There’s been some buzz on Twitter today, coming out of the Digital Humanities Summer Institute (DHSI), about the increasing centrality of the digital humanities. William Pannapacker, who blogs for the Chronicle, notes:

This is a development guaranteed to scare the bejeezus out of any number of job applicants, I would suspect, not just those who self-identify with English. Like a lot of technology-oriented discussions, though, what will undoubtedly happen is that differences among fields will be elided, panic will ensue, and the fear generated will far outweigh any sort of perspective. A few thoughts:

I honestly believe that changing your department through the hiring process is a horrible strategy, with two exceptions. I have been in a department where there were a huge number of hires over the course of about 2 years, because of an early retirement outlay on the part of the school. Faced with turning over a significant portion of the department, departmental hiring priorities could actually be a good strategy. The only other exception I can imagine is if you’re looking to change what the department will look like 10 or 15 years down the road. But expecting a new hire to perform like a magic wand–ding! our department is now digital!–is a little insane.
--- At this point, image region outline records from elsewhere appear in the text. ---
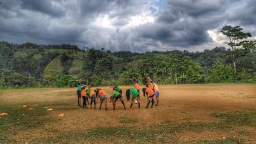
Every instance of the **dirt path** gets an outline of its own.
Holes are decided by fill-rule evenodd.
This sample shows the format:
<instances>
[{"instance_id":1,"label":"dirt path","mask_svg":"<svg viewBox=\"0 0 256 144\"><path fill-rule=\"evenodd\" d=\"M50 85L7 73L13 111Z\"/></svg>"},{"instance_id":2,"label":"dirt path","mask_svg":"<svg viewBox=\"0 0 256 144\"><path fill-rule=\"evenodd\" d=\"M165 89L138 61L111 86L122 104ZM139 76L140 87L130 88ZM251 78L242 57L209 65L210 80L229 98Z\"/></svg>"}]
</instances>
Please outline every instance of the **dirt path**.
<instances>
[{"instance_id":1,"label":"dirt path","mask_svg":"<svg viewBox=\"0 0 256 144\"><path fill-rule=\"evenodd\" d=\"M112 92L108 87L102 88L108 96ZM125 91L129 87L122 88ZM160 86L160 94L159 106L149 109L145 109L147 100L140 94L140 110L135 104L132 110L124 110L120 101L117 102L116 110L112 110L112 104L109 102L108 111L98 110L99 104L96 110L80 109L74 106L76 101L75 88L1 90L0 104L58 104L52 106L55 110L49 114L54 122L48 122L36 129L21 128L22 132L19 132L15 136L17 140L36 140L98 127L125 125L143 128L165 121L177 124L217 122L218 120L210 116L211 114L256 109L256 85ZM125 102L126 107L129 107L130 102ZM62 103L65 104L62 105ZM63 113L65 117L58 117L60 113ZM134 119L136 122L120 122L126 118ZM221 132L206 132L204 135L211 133L221 135ZM190 140L196 137L196 134L186 132L181 138Z\"/></svg>"}]
</instances>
A “no DH, no interview” kind of strategy places the burden for departmental change on those people least able to negotiate (much less question or resist) it, the as-of-yet-unhired colleagues. I don’t doubt that there are folks out there who would welcome that challenge and succeed at it, but engage in this little thought-experiment: imagine a fully-DH-ified department. Now measure the distance between your department and that one, honestly adding up all of the equipment, maintenance, and faculty, staff, and student training costs. Don’t forget to kick in the 2-3 years it will take to get all of the curricular changes approved. Oh, and the dedicated IT staff that you’ll have to draw upon. Add all that stuff up and then ask yourself: are you going to give all that time and all those resources to the person(s) you hire?

This is not to suggest that it’s not a good idea for departments to begin that process, because I think that it is. I don’t think of technology as an “area” to be “covered” with a single faculty member, though, nor do I believe that candidates can afford to be willfully ignorant of the various developments that are gathered under the DH umbrella. (In fact, I wrote about this, once upon a time.) But I do think that asking one’s applicants to commit to DH, to the point that it becomes a deciding factor, is problematic, unless the department has already thought through its own commitment and acted upon it in significant ways. Frankly, if a department can’t be bothered, then what business do they have requiring it of job candidates?
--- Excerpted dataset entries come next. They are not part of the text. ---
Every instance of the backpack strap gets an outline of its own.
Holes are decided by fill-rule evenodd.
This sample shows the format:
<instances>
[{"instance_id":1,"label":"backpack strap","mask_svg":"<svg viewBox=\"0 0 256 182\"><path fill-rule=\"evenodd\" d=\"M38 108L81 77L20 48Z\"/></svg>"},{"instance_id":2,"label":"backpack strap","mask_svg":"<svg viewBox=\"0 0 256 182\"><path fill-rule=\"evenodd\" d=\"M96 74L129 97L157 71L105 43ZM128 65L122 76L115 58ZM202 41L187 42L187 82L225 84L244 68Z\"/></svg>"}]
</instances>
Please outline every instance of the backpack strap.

I can imagine DH expectations playing out in several different ways:

The buzz: Because it’s sexy for the time being, I suspect that DH will become another in a long list of buzzworthy ideas that some candidates will be able to exploit, armed with little more than a glossary of terms. Some candidates will be able to talk the talk, and even impress committees who are looking for DH without knowing exactly what it looks like.

The DH chapter: It wouldn’t shock me to find that some programs will start expecting their doctoral students to have a “DH chapter” in the dissertation, in the same way that our field has the “pedagogy chapter.” Insofar as this encourages them to consider carefully their project’s (digital or pedagogical) implications, this isn’t a horrible thing. Insofar as it will feel like a vestigial tail, pinned to the dissertation without much thought about how it actually might affect the rest of the project, this is a horrible thing. It will improve some projects and derail others.
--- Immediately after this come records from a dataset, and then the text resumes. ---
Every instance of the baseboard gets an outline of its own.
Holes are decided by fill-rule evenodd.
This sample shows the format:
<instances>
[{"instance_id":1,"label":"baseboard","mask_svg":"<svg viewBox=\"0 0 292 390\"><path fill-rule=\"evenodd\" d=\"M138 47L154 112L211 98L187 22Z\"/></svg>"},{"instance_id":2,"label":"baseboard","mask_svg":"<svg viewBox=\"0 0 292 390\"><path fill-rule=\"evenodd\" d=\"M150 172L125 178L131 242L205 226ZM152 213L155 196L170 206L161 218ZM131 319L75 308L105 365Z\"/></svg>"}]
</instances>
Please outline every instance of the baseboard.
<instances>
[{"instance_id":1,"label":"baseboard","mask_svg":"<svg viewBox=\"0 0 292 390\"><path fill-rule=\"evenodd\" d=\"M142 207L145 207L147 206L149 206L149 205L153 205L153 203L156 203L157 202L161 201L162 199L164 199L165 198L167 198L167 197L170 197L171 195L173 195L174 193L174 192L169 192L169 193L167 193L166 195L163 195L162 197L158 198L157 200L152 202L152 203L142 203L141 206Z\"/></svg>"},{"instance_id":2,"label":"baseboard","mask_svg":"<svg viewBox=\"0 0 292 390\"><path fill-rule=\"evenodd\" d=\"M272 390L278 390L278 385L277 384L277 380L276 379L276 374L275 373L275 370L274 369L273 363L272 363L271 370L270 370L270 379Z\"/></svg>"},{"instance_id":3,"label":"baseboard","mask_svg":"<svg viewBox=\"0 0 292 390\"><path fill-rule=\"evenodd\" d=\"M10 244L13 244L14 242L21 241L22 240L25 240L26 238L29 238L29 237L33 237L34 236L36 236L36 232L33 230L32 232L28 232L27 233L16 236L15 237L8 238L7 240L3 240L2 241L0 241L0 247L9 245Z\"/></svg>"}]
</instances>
The techie: I suspect that a number of departments will fold DH into their departments as though it is simply another speciality to be covered. I’d like to believe that, in 10+ years, we’ve gotten away from the “you know about computers; could you come see what’s wrong with my printer, young colleague whose tenure committee I’ll be on soon?” The academy often moves more slowly than I’d like to think it does, though.

I do hold out some optimism that there will be departments that get it right, that are able to rethink how they do things. Those departments would be flexible enough to account for the different kinds of work that a DH scholar/teacher might engage in, and foresighted enough to provide that person with the support that s/he needs to do those things. They would see their hire as part of a long-term, infrastructural plan to re-envision their department (and perhaps their college). And they would see it as something that is a part of their own expectations as well, not simply another job requirement to pile upon the newbie.

It would be unfair not to mention that I do believe that, in a lot of cases, rhetoric and composition has gotten it right with respect to computers and writing, our particular brand of DH. I think that there are a lot of programs out there that do a good job of preparing their students when it comes to technology, regardless of whether or not it’s their research interest.  And it’s here that the parallel with pedagogy strikes me as pertinent: you don’t have to count pedagogy among your primary research interests to care about teaching and to do well at it; increasingly, I think technology is functioning the same way, and that’s a good thing.